[Note 40: ][ (retour) ] Documents inédits.
[Note 41: ][ (retour) ] J. de Maistre, Correspondance, III, 208.
[Note 42: ][ (retour) ] On dit et nouvelles, janvier 1809.
L'empereur Alexandre, il est vrai, se montrait près d'elle «le chevalier le plus galant, le plus prévenant [43]»; mais il était aisé de reconnaître que ces hommages restaient voulus; ils s'adressaient à la souveraine malheureuse plus qu'à la femme, et le jeune monarque ne retrouvait plus ses impressions d'autrefois. Ajoutons que son cœur s'était repris ailleurs. Mme Narischkine avait reparu et ne manquait aucune fête. Confiante en ses charmes, elle affectait comme à l'ordinaire une mise d'une simplicité superbe: peu d'ornements et de parure, à peine de bijoux; seulement, elle avait pris soin d'entremêler à ses beaux cheveux noirs quelques fleurs de «ne m'oubliez pas». Alexandre avait-il besoin de ce muet et touchant rappel pour comprendre et revenir?
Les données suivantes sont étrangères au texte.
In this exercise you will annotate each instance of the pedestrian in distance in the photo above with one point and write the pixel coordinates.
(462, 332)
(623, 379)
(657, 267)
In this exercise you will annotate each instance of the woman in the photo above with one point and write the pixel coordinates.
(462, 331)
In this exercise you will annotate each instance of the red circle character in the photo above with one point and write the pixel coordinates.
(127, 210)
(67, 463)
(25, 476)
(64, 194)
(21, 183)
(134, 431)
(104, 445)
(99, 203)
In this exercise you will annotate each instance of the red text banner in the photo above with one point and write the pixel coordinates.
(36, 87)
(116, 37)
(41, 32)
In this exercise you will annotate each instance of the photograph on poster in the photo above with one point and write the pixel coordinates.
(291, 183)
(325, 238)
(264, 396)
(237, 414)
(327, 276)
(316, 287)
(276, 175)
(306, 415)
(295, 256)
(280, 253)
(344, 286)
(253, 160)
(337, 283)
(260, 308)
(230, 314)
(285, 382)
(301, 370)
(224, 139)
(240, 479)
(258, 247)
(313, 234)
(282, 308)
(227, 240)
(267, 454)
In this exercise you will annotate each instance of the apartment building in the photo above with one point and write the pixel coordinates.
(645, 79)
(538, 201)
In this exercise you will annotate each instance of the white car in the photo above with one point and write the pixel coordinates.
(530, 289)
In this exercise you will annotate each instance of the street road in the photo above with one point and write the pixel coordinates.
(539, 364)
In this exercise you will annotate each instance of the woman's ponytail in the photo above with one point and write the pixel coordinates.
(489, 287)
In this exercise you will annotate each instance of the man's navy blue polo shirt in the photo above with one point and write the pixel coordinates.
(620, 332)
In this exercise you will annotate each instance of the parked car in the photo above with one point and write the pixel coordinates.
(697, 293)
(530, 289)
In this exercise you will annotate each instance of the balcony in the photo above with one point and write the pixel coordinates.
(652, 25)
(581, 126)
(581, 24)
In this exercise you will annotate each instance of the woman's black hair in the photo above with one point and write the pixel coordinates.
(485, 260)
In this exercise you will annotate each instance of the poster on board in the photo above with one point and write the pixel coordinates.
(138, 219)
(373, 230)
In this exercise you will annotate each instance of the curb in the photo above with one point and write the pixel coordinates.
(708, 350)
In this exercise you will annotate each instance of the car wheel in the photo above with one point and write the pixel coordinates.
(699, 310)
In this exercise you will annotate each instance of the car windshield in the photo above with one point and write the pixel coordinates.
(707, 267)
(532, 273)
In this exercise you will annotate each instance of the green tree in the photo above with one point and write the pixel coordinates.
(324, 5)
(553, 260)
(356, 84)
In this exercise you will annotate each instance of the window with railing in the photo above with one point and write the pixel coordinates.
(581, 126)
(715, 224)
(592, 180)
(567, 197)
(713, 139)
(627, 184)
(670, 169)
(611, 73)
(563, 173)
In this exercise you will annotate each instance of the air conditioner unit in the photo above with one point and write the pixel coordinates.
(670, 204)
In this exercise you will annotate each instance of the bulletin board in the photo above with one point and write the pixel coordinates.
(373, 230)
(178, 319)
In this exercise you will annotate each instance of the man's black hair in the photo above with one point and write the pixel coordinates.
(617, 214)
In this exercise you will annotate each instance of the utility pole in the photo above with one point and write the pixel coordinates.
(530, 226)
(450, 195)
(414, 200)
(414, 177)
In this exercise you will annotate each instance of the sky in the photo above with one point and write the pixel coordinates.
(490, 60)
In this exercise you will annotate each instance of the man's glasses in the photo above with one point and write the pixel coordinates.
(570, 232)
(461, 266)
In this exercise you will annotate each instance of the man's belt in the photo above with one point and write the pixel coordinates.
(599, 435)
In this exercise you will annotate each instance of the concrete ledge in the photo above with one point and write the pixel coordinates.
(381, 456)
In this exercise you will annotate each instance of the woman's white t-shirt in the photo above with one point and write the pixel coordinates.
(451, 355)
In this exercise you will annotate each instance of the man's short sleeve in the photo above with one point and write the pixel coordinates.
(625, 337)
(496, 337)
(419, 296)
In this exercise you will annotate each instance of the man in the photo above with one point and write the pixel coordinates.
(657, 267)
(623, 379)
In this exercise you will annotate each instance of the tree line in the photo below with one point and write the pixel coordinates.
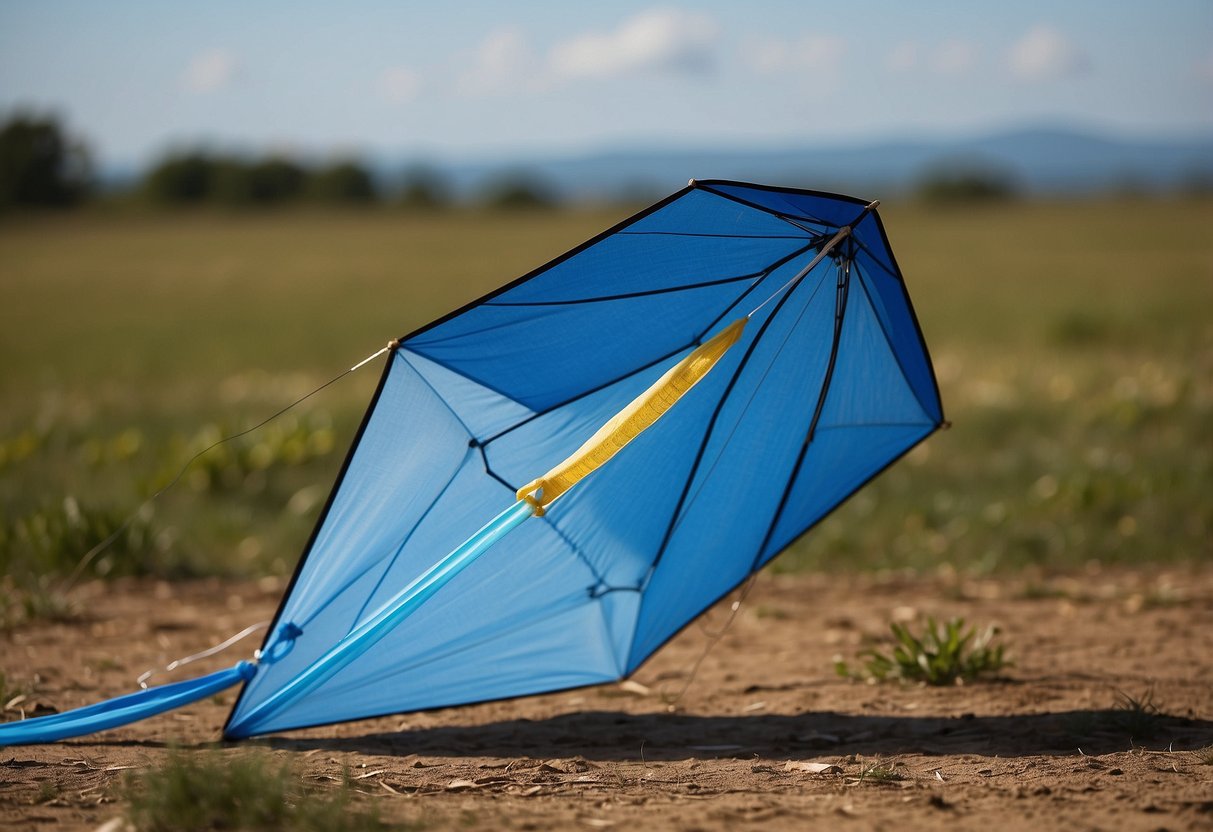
(44, 167)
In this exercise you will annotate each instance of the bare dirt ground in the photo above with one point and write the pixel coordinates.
(1054, 744)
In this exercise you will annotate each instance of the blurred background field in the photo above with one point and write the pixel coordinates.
(1071, 338)
(209, 211)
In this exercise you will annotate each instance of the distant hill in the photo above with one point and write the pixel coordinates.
(1041, 161)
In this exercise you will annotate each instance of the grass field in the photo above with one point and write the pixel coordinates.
(1072, 341)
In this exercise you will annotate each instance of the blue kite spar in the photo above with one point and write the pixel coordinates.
(775, 319)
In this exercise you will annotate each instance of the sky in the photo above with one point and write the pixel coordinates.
(484, 80)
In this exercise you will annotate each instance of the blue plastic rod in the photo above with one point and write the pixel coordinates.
(382, 621)
(123, 710)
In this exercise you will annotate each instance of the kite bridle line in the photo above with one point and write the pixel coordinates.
(533, 501)
(87, 558)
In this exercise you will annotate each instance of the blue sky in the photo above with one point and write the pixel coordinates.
(487, 79)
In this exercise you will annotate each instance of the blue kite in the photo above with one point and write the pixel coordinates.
(556, 479)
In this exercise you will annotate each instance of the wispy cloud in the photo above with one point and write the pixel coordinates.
(1205, 67)
(210, 70)
(504, 61)
(954, 57)
(399, 84)
(655, 41)
(903, 58)
(1046, 55)
(820, 53)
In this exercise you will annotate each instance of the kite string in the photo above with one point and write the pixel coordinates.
(201, 654)
(712, 639)
(114, 535)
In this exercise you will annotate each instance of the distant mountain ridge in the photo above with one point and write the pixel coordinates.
(1041, 161)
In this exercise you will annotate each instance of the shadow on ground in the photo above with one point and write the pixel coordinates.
(604, 735)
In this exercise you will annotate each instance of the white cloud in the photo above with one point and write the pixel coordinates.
(399, 84)
(954, 57)
(821, 53)
(658, 40)
(1044, 53)
(210, 70)
(903, 58)
(504, 60)
(1205, 67)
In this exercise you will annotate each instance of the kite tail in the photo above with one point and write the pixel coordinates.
(123, 710)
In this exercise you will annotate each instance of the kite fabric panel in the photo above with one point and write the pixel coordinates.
(829, 385)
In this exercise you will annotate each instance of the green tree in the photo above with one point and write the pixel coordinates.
(519, 191)
(342, 182)
(40, 166)
(275, 180)
(423, 188)
(181, 178)
(966, 181)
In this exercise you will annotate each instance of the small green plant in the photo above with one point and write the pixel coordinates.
(11, 696)
(214, 791)
(1135, 716)
(880, 771)
(941, 655)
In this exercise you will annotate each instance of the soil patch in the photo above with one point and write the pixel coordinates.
(1105, 721)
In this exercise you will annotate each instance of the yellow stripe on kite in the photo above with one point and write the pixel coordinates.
(631, 421)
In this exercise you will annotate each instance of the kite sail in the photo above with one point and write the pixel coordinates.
(702, 383)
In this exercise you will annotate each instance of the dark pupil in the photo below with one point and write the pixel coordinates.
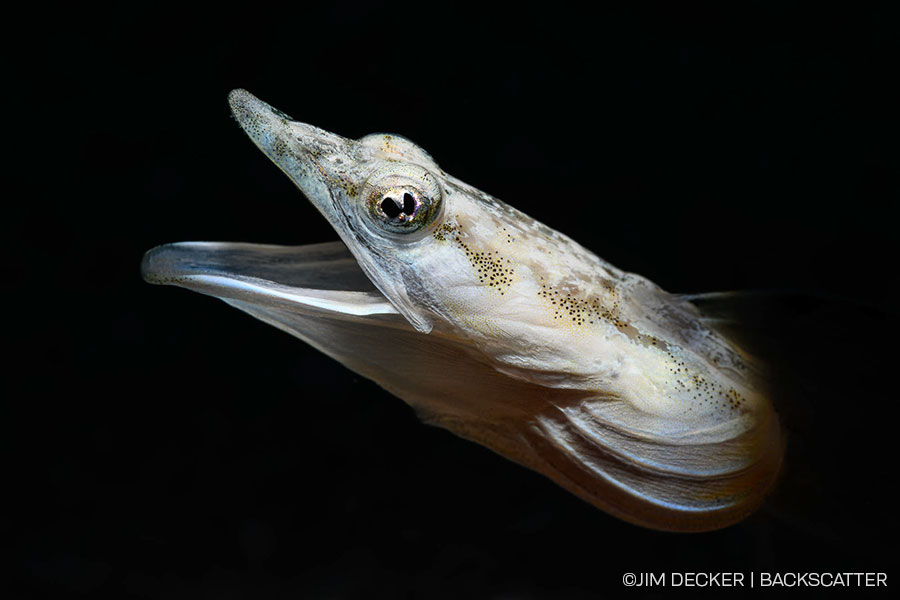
(391, 207)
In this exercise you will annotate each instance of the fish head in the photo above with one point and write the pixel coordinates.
(428, 242)
(500, 329)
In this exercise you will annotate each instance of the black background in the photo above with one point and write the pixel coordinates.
(161, 444)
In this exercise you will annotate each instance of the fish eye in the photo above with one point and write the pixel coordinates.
(402, 198)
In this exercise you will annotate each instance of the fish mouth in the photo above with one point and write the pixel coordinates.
(316, 279)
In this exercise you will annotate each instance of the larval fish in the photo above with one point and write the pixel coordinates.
(500, 329)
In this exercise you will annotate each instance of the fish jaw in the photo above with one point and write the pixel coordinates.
(331, 170)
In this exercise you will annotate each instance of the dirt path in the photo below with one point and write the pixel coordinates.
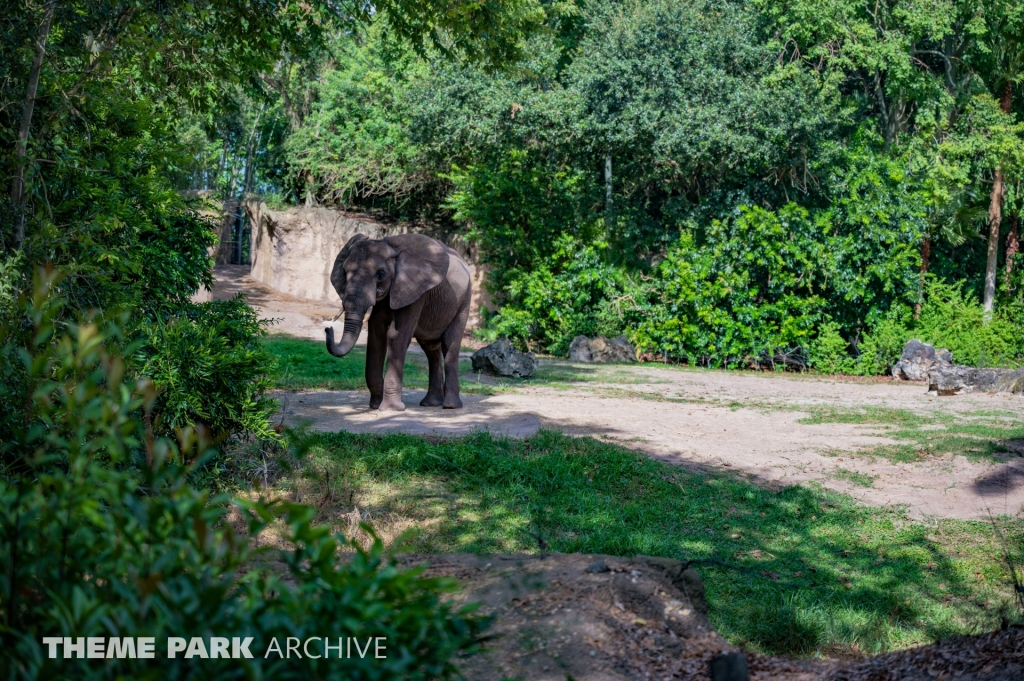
(742, 422)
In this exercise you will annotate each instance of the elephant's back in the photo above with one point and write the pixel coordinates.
(459, 277)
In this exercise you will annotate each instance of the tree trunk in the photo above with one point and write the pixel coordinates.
(17, 184)
(1013, 247)
(926, 254)
(995, 219)
(353, 325)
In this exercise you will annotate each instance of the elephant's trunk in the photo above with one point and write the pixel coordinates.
(353, 325)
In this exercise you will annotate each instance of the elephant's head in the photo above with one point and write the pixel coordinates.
(368, 270)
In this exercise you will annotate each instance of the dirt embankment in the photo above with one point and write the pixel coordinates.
(607, 619)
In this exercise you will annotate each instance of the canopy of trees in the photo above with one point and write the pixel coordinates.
(726, 182)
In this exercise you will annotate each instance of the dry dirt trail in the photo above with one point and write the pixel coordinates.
(742, 422)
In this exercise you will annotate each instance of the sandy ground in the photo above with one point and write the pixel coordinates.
(742, 422)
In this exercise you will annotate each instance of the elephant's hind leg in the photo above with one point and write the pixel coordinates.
(435, 390)
(451, 345)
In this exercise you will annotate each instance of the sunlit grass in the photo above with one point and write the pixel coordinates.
(799, 571)
(978, 435)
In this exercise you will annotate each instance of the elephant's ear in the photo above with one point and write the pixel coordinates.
(338, 272)
(420, 265)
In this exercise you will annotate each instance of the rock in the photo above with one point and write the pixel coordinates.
(682, 577)
(602, 349)
(728, 667)
(951, 380)
(501, 358)
(918, 359)
(293, 250)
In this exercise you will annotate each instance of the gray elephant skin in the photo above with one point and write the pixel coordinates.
(417, 288)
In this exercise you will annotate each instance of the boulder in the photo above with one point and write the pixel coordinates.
(501, 358)
(952, 380)
(918, 359)
(602, 349)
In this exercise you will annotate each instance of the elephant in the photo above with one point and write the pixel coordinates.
(417, 287)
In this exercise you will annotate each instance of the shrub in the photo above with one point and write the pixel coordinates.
(570, 292)
(750, 291)
(91, 547)
(829, 351)
(955, 321)
(883, 345)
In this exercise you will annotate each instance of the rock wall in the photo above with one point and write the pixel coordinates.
(293, 250)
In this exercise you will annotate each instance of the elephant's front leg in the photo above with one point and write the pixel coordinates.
(376, 349)
(451, 345)
(435, 364)
(399, 335)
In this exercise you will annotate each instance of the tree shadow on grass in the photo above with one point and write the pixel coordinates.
(792, 571)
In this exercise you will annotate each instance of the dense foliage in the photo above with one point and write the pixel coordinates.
(96, 543)
(728, 183)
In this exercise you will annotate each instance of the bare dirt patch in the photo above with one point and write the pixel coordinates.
(608, 619)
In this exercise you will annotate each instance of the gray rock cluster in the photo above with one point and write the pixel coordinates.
(601, 349)
(922, 362)
(918, 359)
(501, 358)
(953, 380)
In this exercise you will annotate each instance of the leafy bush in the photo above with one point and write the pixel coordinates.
(571, 292)
(92, 547)
(883, 345)
(750, 291)
(829, 351)
(211, 369)
(520, 213)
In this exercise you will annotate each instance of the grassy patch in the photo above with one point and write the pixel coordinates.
(979, 436)
(797, 571)
(305, 365)
(855, 477)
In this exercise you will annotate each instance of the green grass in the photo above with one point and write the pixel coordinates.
(798, 571)
(979, 436)
(855, 477)
(305, 365)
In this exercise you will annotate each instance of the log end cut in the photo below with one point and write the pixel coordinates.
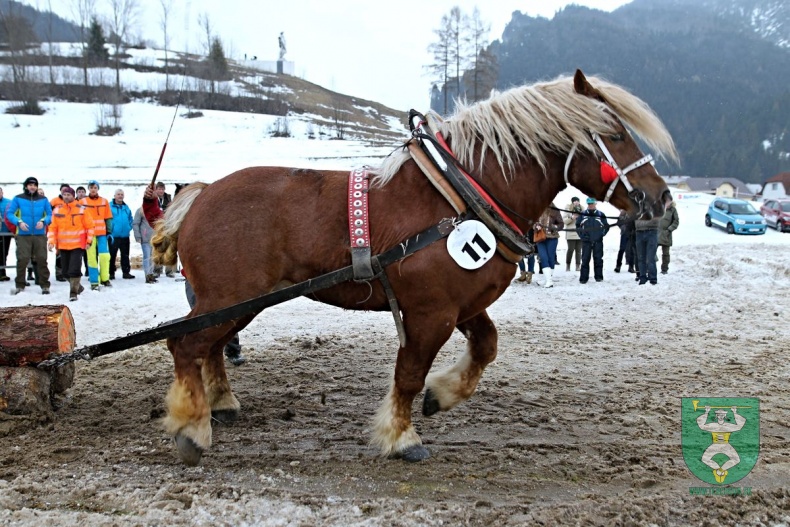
(31, 334)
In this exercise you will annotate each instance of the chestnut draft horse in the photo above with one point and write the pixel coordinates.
(271, 227)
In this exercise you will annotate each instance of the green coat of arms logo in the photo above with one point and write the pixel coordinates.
(720, 437)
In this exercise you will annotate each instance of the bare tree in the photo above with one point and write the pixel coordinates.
(84, 11)
(50, 47)
(439, 68)
(164, 21)
(19, 34)
(456, 23)
(475, 36)
(123, 14)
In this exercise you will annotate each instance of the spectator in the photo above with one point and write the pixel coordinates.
(152, 214)
(31, 213)
(81, 193)
(626, 247)
(646, 246)
(121, 227)
(55, 203)
(70, 232)
(526, 273)
(550, 222)
(669, 223)
(163, 199)
(572, 212)
(5, 236)
(142, 235)
(99, 251)
(592, 227)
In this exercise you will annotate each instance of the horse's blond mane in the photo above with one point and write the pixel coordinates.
(544, 117)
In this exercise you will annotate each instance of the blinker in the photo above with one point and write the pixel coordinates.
(608, 173)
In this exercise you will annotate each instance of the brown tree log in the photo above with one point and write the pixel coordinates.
(31, 334)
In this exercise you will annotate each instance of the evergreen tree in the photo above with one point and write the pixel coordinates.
(97, 52)
(216, 56)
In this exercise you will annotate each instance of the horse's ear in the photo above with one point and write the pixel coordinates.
(583, 87)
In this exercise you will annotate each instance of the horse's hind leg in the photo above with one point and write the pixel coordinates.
(393, 431)
(219, 396)
(224, 405)
(188, 413)
(457, 383)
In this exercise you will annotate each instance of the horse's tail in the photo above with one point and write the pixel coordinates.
(164, 242)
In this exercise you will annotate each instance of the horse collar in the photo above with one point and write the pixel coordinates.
(610, 170)
(512, 243)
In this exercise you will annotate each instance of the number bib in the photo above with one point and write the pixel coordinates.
(471, 244)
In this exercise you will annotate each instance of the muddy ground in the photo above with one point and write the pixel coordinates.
(577, 422)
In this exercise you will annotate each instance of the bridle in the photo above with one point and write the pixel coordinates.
(622, 173)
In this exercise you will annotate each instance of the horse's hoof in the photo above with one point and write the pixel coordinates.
(225, 417)
(430, 404)
(414, 453)
(188, 450)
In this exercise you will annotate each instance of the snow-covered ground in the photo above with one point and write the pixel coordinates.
(58, 147)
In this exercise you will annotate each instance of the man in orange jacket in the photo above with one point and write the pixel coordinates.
(56, 202)
(99, 251)
(70, 232)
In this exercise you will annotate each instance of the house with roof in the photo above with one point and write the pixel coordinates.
(724, 187)
(777, 187)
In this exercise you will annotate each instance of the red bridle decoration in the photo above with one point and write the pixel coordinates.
(608, 173)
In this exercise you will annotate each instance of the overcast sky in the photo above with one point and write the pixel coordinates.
(375, 50)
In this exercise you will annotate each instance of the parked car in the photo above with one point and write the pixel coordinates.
(777, 213)
(735, 216)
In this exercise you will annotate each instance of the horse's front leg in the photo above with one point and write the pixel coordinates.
(393, 431)
(457, 383)
(219, 396)
(188, 412)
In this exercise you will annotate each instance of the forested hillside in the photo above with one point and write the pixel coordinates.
(713, 71)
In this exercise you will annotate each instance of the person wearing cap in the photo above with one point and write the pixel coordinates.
(646, 247)
(572, 212)
(99, 251)
(70, 232)
(627, 248)
(30, 212)
(5, 236)
(592, 227)
(163, 199)
(55, 203)
(669, 223)
(122, 224)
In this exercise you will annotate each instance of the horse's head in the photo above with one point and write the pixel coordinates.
(616, 170)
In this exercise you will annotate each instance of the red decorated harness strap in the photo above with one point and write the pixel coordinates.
(358, 225)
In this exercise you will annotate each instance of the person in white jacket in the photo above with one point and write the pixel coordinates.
(572, 212)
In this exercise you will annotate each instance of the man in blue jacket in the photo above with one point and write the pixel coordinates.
(5, 237)
(592, 227)
(122, 224)
(31, 213)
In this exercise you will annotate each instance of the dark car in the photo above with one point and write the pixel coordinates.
(777, 213)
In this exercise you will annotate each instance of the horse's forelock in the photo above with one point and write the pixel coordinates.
(544, 117)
Toujours est-il que les regards passionnés, les attentions compromettantes furent pour celle qui les sollicitait discrètement: «Les hommages qu'elle cherchait ont été aussi publics que de coutume: on dit les soins les mêmes, les visites même plus fréquentes [44].» Dans l'épreuve à laquelle l'attendaient ses ennemis, la favorite avait trouvé l'occasion de reprendre et de consolider son empire.
[Note 43: ][ (retour) ] Caulaincourt à Napoléon, 15 janvier 1809.
[Note 44: ][ (retour) ] On dit et nouvelles, janvier 1809.
Moins accessible que de coutume aux séductions de la Reine, Alexandre se laisserait-il ramener à la Prusse et détacher de Napoléon par des motifs d'un ordre moins intime?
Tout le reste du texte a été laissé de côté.